Unico’s Sperling confirms Nickels’ call about the matter but disputes its impact. “We were not swayed by any phone calls,” he asserts. Sperling says Unico decided to stay with ABM because “going with a low-cost provider is not our m.o.” He adds the firm is very focused on tenant retention in this tough real-estate market. Unico wants to provide service to its tenants “almost to the level of a five-star hotel,” he says.

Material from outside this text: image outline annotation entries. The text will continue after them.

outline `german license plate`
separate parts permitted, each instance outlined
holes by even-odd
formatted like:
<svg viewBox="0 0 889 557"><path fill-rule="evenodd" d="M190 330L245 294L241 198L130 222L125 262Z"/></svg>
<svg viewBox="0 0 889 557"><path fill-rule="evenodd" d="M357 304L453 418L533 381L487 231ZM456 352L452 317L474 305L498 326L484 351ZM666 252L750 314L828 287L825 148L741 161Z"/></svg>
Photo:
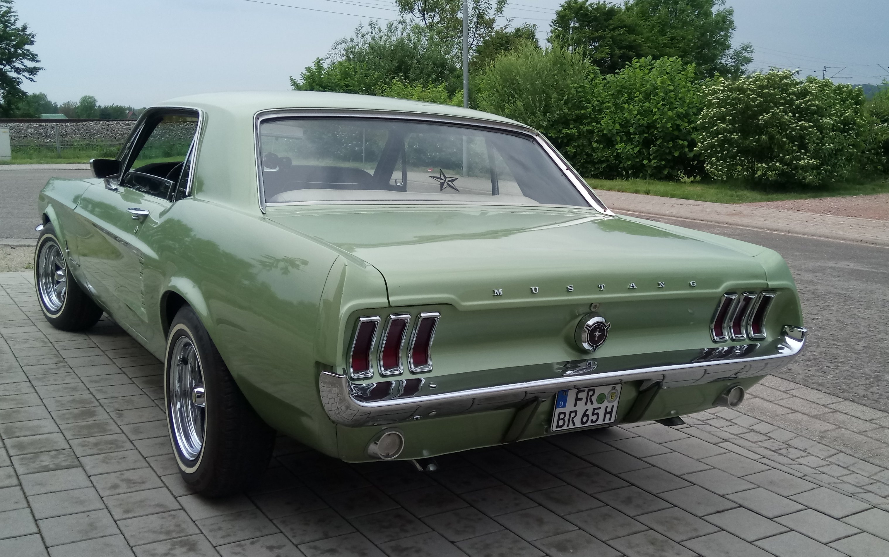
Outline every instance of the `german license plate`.
<svg viewBox="0 0 889 557"><path fill-rule="evenodd" d="M620 400L620 385L559 391L556 395L553 423L549 430L555 432L610 424L616 418Z"/></svg>

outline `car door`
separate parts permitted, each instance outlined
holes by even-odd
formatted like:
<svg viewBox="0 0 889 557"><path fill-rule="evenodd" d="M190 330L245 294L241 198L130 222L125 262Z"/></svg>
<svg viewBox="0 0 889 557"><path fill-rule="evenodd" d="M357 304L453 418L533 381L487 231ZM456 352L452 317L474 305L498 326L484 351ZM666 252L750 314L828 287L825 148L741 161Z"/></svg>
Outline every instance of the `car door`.
<svg viewBox="0 0 889 557"><path fill-rule="evenodd" d="M77 238L82 271L131 332L143 330L148 316L143 266L148 248L139 232L147 219L172 205L196 128L196 111L150 111L122 155L120 177L91 186L75 210L86 221Z"/></svg>

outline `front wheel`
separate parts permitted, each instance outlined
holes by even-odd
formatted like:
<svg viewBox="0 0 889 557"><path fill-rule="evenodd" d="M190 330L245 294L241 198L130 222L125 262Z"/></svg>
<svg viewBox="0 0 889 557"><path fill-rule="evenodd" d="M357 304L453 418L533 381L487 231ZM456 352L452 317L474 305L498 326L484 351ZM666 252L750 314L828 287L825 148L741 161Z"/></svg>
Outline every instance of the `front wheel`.
<svg viewBox="0 0 889 557"><path fill-rule="evenodd" d="M40 309L61 330L84 330L96 324L102 310L80 289L68 268L52 224L44 226L34 252L34 285Z"/></svg>
<svg viewBox="0 0 889 557"><path fill-rule="evenodd" d="M182 479L210 497L258 480L275 430L251 408L191 307L170 326L164 359L167 426Z"/></svg>

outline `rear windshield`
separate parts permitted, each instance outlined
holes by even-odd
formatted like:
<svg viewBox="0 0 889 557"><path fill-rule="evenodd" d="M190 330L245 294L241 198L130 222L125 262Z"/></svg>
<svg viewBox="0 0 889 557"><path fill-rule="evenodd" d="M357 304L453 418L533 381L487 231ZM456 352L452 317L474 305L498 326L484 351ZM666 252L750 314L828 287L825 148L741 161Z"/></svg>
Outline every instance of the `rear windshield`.
<svg viewBox="0 0 889 557"><path fill-rule="evenodd" d="M370 118L278 118L260 125L267 203L484 203L589 207L532 138Z"/></svg>

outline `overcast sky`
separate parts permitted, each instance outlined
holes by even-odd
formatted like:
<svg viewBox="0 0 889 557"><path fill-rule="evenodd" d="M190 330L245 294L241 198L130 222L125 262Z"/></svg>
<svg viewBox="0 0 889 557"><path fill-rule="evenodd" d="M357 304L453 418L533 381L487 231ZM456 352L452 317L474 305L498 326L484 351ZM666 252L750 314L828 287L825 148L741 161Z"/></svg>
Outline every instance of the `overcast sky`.
<svg viewBox="0 0 889 557"><path fill-rule="evenodd" d="M393 0L268 2L315 11L248 0L17 0L45 68L25 89L57 102L92 94L100 104L136 107L196 92L286 90L288 76L298 76L359 23L397 17ZM536 23L543 40L559 4L510 1L506 13L517 25ZM756 48L752 68L820 76L828 66L829 77L853 84L889 75L887 0L728 4L736 44Z"/></svg>

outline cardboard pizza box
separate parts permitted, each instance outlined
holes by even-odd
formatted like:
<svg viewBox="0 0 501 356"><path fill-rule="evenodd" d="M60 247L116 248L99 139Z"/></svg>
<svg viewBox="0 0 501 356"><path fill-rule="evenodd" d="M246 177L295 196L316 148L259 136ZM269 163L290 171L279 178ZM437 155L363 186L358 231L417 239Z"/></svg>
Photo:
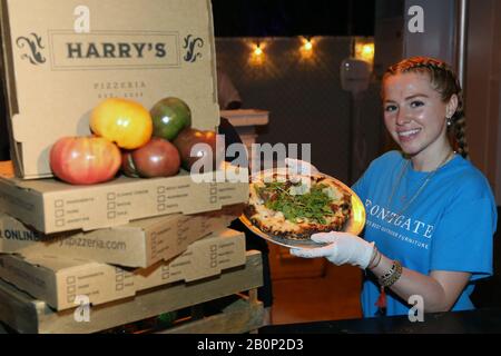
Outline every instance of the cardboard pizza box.
<svg viewBox="0 0 501 356"><path fill-rule="evenodd" d="M246 202L248 169L224 167L217 172L189 175L181 171L168 178L118 177L90 186L72 186L52 178L23 180L0 175L0 212L41 233L53 234L116 227L170 214L215 211Z"/></svg>
<svg viewBox="0 0 501 356"><path fill-rule="evenodd" d="M180 255L188 246L226 229L243 205L196 215L174 214L92 231L45 235L0 214L0 253L87 258L125 267L149 267Z"/></svg>
<svg viewBox="0 0 501 356"><path fill-rule="evenodd" d="M46 254L0 254L0 278L57 310L82 300L92 306L134 297L138 291L175 281L218 276L246 261L244 233L226 229L189 245L167 263L147 269L124 269L85 258Z"/></svg>
<svg viewBox="0 0 501 356"><path fill-rule="evenodd" d="M183 99L219 123L209 0L1 0L2 70L17 177L51 177L49 150L89 135L101 100Z"/></svg>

This year, Nickels has pushed strongly to lift the UW’s lease lid over the vigorous objections of neighborhood activists and members of the City Council. His office insists there is no relationship between Unico’s retention of SEIU janitors and how lifting the lease lid would affect the university’s Unico-managed properties. The mayor wants the lease lid lifted so that UW can expand more easily and create more jobs, Bichsel explains. The mayor’s office has had limited contact with Unico about the lease lid, she adds.

FORMER MAYOR SCHELL is still uneasy. Nickels’ call “is an implicit threat,” he says. The threat “is more perception than reality,” but the call “elevates people’s anxiety. That’s why you don’t do it.”

Bichsel says defiantly, “Certainly Mayor Schell made calls on behalf of Boeing, developers, and other interests that he had. This mayor is making calls on behalf of working people.”

Salinas, for one, is happy he is. The SEIU organizer believes any politician would help out. “What I’ve found is very few people are not willing to be in solidarity with the janitors.”